Быстро шагнув, я пнул его точно в солнечное сплетение. Схватившись за живот, он задохнулся от захватывающей дух боли, скрючился и вжался внутрь себя, как рак-отшельник втягивается в свою ракушку, пытаясь спрятать уязвимые места от дальнейших атак. Но и это поведение с его стороны было бессмысленным, так как я уже отследил вспыхнувшую активность в коре больших полушарий сразу после удара, ради которой я его, собственно, и нанес. Это не было каким-то одним, цельным подразделением мозга, огражденным от остальных. Обширная сеть, почти одновременно сверкнувшая сразу в нескольких местах, подобную конфигурацию задействованных извилин и узелков я бы и предположить не смог самостоятельно. Каким-то чудом успев запомнить вихреобразную эстакаду ее несчетного количества дотлевающих нейронов, я наддал электрической активности в них снова.
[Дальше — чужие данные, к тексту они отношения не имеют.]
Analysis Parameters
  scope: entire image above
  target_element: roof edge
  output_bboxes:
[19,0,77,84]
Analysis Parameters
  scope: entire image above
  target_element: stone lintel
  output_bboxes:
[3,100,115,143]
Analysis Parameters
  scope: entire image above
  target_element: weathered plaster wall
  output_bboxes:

Его глаза до предела закатились, лицо залила мертвенная бледность. Его скрутило так, что он даже не дышал, а только изредка подрагивал всем телом. Я прервал воздействие. Он тут же дернулся, распрямился, судорожно выдохнул застрявший в горле крик. Помедлив, я вернул в распоряжение его воли голосовые связки.
– На что это было похоже? – полюбопытствовал я.
– Не надо…больше… – толстяк захлебывался в словах, – я все…скажу…
– Знаешь кто я?
– Да…совещание б…, – его стошнило, – кхм, откуда я, м… – неуклюже вытер губы рукавом, – там… про тебя… говорят… а я всего лишь…бухгалтер!.. Ничего не знаю! Тебе нужны… Они!
Так вот почему он ближе всех сидел к выходу. Хотя альбинос утверждал, что каждый сидящий там знает обо мне достаточно…
– Но, тем не менее, твое присутствие
– Я просто считаю цифры! – жалобно взвизгнул толстяк.
– Будь тише! – шикнул я. – Значит, подсчитываешь затраты, распределяешь деньги, так? На что? Что конкретно вы там обсуждаете?
– Деньги, затраченные на производство, – громко зашептал он, – заказ сырья, аренда технического оборудования, контроль доставок…
– Получается, уже больше, чем бухгалтер, – нетерпеливо кивнул я, – и что за сырье? Для чего оно вам?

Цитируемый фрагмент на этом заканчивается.